Denied glass of water
“In October, my six-year-old granddaughter was denied a glass of water in a hotel run by an upper caste family. Nobody in the village paid heed to us when we raised the issue of discrimination. Subsequently, we approached the police,” said 60-year-old Shantanu Nayak.
“Members of the upper castes felt offended as we sought police help. They decided not to cooperate with us on any issue. Since then, we have been deprived of basic services in the village. Despite our appeal in different fora, the social boycott continues,” said Mr. Nayak.
Earlier this week, the Odisha Human Rights Commission (OHRC) intervened in the matter and directed the Khordha district administration to visit the affected families and take action in accordance with the SC/ST Prevention of Atrocities Act and provide protection to the Dalit families.
The commission also issued a stern warning to government officials to ensure that the issue is sorted out in a time-bound manner.

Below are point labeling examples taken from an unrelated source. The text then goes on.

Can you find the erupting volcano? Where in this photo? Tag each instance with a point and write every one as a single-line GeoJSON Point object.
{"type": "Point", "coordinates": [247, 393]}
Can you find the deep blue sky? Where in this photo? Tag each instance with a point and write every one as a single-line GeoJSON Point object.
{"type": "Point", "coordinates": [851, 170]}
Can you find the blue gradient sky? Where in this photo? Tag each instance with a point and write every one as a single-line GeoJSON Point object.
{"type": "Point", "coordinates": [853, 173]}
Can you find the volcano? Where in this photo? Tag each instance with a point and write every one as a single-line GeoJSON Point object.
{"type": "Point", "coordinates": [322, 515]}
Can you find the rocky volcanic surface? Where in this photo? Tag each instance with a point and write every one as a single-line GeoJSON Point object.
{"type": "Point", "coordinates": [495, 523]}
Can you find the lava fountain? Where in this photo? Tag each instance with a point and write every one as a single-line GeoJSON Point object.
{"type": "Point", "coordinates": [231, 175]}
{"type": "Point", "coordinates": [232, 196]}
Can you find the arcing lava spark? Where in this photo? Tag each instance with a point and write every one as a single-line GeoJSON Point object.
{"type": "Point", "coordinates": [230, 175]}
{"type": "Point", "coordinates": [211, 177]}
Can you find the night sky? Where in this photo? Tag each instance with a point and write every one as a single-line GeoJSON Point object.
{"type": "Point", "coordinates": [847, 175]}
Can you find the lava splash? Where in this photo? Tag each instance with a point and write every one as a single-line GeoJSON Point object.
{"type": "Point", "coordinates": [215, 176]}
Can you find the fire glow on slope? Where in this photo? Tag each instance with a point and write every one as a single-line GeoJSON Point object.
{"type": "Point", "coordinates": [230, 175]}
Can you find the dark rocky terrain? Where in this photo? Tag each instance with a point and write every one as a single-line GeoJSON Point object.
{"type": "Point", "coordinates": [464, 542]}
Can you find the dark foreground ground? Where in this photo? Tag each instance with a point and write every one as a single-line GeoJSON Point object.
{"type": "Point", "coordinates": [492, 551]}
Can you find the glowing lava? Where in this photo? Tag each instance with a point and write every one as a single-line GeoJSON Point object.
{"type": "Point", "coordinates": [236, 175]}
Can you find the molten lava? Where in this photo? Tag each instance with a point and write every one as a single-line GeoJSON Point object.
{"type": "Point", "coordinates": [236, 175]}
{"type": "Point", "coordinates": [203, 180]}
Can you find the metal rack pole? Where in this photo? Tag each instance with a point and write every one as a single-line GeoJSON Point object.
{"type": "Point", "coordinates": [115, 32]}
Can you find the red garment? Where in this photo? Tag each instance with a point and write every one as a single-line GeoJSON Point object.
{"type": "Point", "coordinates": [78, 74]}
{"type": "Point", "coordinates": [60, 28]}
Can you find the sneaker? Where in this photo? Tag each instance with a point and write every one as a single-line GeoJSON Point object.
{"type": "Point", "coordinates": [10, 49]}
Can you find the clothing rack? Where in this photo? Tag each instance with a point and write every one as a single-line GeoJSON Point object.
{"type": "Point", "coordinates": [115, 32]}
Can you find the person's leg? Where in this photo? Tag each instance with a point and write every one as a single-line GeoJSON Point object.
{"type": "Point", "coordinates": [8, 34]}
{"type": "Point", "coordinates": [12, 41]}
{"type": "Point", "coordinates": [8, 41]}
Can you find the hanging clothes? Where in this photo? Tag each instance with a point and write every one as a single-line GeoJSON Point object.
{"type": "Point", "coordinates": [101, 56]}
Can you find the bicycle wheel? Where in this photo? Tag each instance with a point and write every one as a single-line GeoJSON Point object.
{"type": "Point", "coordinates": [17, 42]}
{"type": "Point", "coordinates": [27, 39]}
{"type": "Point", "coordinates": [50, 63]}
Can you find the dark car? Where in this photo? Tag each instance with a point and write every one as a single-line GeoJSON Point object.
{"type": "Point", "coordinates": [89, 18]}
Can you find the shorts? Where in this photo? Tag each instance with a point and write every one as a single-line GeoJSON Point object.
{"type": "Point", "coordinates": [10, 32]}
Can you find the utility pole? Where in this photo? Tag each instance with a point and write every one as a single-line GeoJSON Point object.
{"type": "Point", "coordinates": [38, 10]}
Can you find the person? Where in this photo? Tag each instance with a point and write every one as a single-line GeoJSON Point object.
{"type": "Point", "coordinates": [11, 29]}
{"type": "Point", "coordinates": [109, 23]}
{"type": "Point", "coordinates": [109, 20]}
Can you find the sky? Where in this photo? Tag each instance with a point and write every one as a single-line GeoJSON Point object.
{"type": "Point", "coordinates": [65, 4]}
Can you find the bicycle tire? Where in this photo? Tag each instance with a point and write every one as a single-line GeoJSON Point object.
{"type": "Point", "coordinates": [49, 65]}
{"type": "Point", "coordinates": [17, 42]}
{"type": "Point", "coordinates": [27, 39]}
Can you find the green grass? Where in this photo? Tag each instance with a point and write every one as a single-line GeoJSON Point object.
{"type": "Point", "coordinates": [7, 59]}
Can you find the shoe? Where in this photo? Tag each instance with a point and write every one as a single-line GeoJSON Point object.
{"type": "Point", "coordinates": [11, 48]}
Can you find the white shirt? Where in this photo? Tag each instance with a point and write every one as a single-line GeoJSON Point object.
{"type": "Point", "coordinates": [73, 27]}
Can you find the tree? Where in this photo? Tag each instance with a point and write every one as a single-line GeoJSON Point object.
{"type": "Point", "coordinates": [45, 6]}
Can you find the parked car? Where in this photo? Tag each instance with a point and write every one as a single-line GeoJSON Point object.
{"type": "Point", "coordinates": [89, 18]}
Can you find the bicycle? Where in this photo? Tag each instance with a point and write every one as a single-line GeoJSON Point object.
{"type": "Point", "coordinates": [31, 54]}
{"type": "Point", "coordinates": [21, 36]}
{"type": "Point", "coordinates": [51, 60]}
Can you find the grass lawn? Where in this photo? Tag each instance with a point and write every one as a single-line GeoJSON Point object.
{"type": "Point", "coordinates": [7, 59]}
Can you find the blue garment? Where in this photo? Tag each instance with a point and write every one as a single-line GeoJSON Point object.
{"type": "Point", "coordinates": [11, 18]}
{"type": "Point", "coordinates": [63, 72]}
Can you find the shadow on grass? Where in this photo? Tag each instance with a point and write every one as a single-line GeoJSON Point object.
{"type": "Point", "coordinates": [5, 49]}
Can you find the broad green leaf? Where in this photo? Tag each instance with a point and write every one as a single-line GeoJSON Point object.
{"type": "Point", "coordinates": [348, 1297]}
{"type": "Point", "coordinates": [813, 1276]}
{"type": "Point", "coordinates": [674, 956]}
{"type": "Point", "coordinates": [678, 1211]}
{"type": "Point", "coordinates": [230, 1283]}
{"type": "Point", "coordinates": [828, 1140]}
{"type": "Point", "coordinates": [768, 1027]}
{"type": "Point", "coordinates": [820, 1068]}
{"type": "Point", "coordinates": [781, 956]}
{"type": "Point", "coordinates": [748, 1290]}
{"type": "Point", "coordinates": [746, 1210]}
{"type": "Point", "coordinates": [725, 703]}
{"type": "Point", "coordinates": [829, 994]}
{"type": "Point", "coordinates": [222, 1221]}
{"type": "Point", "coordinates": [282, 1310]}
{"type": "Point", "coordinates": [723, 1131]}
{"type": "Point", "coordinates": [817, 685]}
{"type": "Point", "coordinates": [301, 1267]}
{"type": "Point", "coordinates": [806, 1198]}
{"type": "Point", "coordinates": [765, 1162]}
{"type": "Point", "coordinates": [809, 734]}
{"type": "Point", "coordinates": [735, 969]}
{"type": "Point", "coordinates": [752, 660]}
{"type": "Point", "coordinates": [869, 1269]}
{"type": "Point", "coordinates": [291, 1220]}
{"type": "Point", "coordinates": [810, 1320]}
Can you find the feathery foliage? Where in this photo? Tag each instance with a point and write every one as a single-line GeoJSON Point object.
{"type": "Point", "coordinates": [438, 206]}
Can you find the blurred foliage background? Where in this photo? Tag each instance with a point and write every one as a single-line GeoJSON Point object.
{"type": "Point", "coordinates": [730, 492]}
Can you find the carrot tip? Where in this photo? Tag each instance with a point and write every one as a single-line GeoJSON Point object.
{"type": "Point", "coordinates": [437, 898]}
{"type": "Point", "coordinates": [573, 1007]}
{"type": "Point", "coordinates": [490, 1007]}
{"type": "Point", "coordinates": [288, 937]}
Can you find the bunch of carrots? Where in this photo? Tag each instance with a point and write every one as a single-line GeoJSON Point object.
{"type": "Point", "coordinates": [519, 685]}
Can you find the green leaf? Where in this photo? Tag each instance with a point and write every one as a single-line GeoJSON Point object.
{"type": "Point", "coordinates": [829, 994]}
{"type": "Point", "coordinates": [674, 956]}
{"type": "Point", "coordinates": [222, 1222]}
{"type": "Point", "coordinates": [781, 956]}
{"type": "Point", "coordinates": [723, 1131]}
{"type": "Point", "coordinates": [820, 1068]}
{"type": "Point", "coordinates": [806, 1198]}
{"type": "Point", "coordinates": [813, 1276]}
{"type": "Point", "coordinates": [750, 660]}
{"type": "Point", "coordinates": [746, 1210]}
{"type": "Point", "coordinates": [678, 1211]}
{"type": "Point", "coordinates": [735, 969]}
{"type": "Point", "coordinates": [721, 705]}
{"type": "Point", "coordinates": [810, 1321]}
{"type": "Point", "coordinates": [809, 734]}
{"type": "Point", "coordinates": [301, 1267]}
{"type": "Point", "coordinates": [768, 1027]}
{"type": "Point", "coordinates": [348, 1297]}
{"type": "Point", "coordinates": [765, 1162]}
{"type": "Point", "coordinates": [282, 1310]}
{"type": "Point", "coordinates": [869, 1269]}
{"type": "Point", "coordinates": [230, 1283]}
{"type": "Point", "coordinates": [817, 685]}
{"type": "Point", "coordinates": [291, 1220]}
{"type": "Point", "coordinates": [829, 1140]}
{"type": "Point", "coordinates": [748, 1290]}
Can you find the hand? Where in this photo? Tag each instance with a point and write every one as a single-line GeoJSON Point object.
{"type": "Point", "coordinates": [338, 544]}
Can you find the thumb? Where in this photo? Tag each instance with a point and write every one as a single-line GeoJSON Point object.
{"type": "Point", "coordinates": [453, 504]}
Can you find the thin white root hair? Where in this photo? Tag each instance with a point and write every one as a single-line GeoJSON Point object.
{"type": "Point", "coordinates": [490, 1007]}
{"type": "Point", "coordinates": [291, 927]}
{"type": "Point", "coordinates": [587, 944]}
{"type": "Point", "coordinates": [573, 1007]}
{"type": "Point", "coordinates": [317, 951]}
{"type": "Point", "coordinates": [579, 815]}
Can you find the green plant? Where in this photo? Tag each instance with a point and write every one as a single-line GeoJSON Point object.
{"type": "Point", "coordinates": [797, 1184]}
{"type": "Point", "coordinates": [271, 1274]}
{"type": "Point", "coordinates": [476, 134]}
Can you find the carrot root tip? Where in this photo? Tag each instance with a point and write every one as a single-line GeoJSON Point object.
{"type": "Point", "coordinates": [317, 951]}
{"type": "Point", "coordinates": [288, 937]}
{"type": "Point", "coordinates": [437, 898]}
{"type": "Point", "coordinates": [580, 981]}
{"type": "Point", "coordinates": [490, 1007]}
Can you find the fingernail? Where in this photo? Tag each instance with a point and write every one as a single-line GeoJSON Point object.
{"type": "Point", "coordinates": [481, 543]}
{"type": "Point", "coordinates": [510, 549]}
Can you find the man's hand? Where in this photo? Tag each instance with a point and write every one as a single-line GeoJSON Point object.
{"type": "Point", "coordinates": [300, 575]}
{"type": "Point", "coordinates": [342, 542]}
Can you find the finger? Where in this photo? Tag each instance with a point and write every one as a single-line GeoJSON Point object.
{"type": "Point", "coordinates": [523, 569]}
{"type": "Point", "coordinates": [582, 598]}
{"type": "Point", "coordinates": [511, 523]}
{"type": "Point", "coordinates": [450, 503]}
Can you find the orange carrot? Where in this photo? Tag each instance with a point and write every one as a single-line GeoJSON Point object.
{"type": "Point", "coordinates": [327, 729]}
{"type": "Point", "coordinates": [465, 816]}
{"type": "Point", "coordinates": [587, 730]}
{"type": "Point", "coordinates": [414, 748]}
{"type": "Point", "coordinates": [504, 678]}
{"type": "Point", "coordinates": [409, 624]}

“The social boycott is a blot on our society in this era. I have worked in the Indian Army and served the nation. After retirement, I am now subjected to this discriminatory treatment. It appears that we have ceased to be citizens of the country. It is better that we stay away from voting,” said Subhash Nayak, a resident of Chhanagiri village.
“This is a case in which the fundamental right to life, liberty, equality and dignity has been violated,” said Biswapriya Kanungo, a human rights lawyer who took up the issue with the OHRC.